Malaysia Airlines (MAB) believes that traffic from China could further drive its business and will launch more new routes to capitalise on that demand.
"It is quite remarkable the number of people travelling from China to all over Southeast Asia and that looks set to grow massively over the next 10 years," says the airline's chief executive Peter Bellew in a televised interview. "Many are first or second-time travellers."
As part of its expansion into China announced in November 2016, the airline will launch 11 new routes by end-2017, representing the most number of new routes launched within a period in the carrier's history. The majority of these routes are to high growth tier two cities such as Chengdu, Chongqing, Hangzhou and Tianjin.

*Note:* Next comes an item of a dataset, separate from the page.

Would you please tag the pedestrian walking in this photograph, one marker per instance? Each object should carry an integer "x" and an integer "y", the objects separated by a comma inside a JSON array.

Bellew adds that MAB will cut capacity on its domestic routes due to the "huge price wars" between the three local carriers, and redeploy this capacity on services to China. This, he expects, will bring " much better returns".
The airline chief says he had expected a longer lead time for these routes to break even and turn profitable, and adds that load factors on many of the Chinese routes launched thus far have hit 90%.
Flightglobal schedules data shows that MAB operates to eight destinations in China: Haikou, Guangzhou, Xiamen, Fuzhou, Shanghai, Nanjing, Wuhan and Beijing.
Routes to Haikou, Nanjing, Fuzhou, Shanghai, Wuhan were part of the planned new and additional services to China.
Meanwhile, Bellew describes slots at capacity-constrained airports in Asia as being "worth a commodity". He says MAB has seen increased yield on certain routes to these airports.
"Legacy players will probably profit from that over the next five to ten years, where the infrastructure investment will be playing catch up."